Bitcoin is finally back and has been making a lot of waves in the past year. It has been the best year for the cryptocurrency since the historic 2017 rally and more people are starting to pay attention to it. There are also more financial products that allow people to invest in Bitcoin indirectly, which is great for those who don’t feel ready to invest directly in the coin yet. Let’s take a look at a few ways that you can trade Bitcoin.
Contracts for Difference
Lots of traditional traders complain about the lack of opportunities when trading Bitcoin. Some might want to be able to sell short, but Bitcoin is not the easiest asset to do that with. Instead, you could use contracts for difference.
Bitcoin trading via a contract for difference allows you to capitalize on Bitcoin’s movements, whether it’s going up or down. Contracts for difference, or CFDs, are a contract between a CFD seller and buyer that stipulates that the buyer will cover for the difference between the current price of an asset and its price at a later date. These allow you to sell short without having to deal with Bitcoin’s limitations and is less risky than trading with leverage since you don’t have to support the underlying asset.
Peer to Peer Exchanges
Peer to peer exchanges are marketplaces where crypto owners and sellers can conduct transactions directly with each other without having to deal with a third party. When working with these, you will need to have your wallet since the exchanges themselves won’t hold any currency.
These can be practical for several reasons, but not as safe as other options. That’s because those are much lighter and easier to set up. This means that virtually anyone can open one of those overnight and they aren’t subjected to as much regulation. However, they do have the benefit of often being more flexible than traditional exchanges when it comes to funding options.
Traditional Crypto Exchanges
Traditional exchanges remain the most common way to buy and sell Bitcoin. Some will allow you to buy your Bitcoin using fiat currency, while others will require that you use another cryptocurrency. That is one of the reasons for the existence of “stablecoins” that mimic an underlying asset, like Tether, for instance. This currency is made to mimic the movement of the US dollar algorithmically. This means that you’ll have a crypto that will be easily tradable on most exchanges, without the volatility.
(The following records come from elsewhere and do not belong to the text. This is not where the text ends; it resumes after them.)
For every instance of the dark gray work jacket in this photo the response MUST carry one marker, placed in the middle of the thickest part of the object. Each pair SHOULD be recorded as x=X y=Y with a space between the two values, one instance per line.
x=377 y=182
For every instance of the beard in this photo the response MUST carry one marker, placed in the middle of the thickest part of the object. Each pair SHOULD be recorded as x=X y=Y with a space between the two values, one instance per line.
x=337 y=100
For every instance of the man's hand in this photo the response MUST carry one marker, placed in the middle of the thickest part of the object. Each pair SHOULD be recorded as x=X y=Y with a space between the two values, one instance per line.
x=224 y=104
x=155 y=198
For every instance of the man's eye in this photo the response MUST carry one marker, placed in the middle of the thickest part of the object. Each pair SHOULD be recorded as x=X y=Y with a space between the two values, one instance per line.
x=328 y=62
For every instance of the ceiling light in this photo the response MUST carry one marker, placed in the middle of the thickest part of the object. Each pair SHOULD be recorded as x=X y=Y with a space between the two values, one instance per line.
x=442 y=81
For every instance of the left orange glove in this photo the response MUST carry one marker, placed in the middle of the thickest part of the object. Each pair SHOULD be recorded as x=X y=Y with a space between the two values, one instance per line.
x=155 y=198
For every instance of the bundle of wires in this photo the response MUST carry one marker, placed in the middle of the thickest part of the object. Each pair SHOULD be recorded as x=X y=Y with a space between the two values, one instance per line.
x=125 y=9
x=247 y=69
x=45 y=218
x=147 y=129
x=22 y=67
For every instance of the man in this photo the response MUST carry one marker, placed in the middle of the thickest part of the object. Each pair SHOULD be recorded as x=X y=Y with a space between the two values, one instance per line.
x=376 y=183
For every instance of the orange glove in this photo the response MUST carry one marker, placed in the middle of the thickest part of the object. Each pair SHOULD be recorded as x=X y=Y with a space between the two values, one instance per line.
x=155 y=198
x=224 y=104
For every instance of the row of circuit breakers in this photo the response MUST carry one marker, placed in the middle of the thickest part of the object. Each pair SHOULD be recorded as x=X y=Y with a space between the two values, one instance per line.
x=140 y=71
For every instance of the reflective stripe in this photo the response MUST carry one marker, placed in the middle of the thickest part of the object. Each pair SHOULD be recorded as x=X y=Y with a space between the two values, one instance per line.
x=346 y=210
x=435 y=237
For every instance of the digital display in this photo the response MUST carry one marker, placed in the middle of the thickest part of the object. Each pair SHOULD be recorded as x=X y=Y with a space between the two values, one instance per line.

When trading on an exchange, the two most important things are making sure that it’s reliable and that you don’t leave your money on the exchange. If you have no choice, you can do it for a short period, but you will need to invest in a good wallet, whether it’s a software or hardware one.
These are just some of the ways that you can trade Bitcoin. Before you do, however, we suggest that you do your homework and don’t move prematurely out of fear of missing out.